Walking into your first law school class can be an exciting and daunting experience (hopefully more of the former). If you are starting classes this fall, buckle your seatbelt, and take a deep breath.
Law school is a different animal
Whether you took five years off to become the next Steven Spielberg after law school or juts finished undergrad three months ago, law school will be an adjustment. Reading and preparing for law school class is much different than preparing for an undergrad class.
The reading takes longer, makes no sense 50% of the time, and professors tend to ask questions that have nothing to do with the reading. I can still remember spending 45 minutes trying to read two pages of my property law book first week (frankly, I still have no idea what the case was about).
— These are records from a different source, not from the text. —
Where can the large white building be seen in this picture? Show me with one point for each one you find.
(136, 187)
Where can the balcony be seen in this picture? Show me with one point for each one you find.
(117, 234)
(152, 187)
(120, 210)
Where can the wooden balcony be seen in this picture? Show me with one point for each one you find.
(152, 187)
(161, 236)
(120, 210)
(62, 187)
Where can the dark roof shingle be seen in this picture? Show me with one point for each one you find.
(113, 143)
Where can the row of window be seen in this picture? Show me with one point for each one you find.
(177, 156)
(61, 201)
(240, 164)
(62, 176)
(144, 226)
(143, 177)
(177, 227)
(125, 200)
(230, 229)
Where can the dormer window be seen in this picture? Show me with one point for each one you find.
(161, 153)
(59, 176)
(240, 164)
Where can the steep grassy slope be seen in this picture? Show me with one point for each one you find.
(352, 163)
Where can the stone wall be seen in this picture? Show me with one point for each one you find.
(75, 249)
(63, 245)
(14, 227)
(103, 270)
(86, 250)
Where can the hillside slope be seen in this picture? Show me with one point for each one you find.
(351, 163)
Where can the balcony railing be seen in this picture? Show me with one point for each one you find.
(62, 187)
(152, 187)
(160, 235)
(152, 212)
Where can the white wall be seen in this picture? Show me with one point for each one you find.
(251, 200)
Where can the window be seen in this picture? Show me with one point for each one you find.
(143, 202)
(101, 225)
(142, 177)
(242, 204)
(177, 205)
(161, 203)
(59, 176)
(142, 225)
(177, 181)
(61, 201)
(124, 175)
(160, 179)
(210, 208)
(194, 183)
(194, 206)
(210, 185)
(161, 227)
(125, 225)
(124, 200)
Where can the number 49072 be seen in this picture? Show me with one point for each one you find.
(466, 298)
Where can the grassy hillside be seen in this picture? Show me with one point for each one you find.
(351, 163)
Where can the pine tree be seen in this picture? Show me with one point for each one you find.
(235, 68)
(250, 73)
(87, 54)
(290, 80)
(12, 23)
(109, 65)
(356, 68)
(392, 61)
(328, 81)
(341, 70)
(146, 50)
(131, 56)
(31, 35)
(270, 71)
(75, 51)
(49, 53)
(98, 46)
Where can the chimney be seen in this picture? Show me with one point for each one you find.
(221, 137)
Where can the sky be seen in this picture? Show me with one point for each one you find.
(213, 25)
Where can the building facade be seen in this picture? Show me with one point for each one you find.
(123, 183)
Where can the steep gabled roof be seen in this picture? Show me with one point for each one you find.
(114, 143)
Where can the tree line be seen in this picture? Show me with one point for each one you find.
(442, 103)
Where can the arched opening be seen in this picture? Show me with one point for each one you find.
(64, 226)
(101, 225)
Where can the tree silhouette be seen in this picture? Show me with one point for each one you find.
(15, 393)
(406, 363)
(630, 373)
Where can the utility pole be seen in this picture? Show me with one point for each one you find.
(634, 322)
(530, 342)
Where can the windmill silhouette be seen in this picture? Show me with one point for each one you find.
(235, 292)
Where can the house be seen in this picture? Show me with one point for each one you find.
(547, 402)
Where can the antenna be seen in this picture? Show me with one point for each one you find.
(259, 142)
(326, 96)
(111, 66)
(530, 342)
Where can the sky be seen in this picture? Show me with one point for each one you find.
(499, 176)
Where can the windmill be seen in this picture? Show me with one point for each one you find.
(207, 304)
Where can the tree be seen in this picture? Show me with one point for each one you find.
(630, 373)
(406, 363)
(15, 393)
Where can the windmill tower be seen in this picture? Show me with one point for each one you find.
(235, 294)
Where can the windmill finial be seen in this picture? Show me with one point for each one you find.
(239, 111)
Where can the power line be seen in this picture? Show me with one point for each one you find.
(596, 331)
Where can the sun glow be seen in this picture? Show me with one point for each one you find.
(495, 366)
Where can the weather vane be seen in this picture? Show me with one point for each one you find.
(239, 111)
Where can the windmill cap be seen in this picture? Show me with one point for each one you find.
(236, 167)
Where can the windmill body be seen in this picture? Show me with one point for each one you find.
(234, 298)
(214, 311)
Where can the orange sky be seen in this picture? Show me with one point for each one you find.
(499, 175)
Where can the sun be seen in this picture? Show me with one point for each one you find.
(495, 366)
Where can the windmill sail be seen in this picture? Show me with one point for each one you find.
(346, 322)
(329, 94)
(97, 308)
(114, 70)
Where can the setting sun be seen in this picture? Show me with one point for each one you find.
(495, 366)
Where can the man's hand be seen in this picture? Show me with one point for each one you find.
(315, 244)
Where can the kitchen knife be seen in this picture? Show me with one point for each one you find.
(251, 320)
You will adjust and it will get easier
The good news is that you adjust and it will get easier. It will not always take 20 minutes per page of reading. You will find ways to get summaries of the cases before you read them (hint: look online or ask elder law students for outlines). Professors will always ask strange questions, but you will learn to always start an answer with “it depends.”
Give it some time
Having a rough first week does not mean you should drop out. Find a study group, talk to academic advisers, ask your professors for help. For the most part, the key to academic success in law school is developing a study method that works for you, which takes time to get right.
If you like to study by yourself–do it. If a study group helps–go for it. If you read summaries on Wikipedia, skim the reading, and take awesome class notes–stick to that.
Whatever your method, compare the end of your second week to the end of your first week, and you will almost undoubtedly feel better.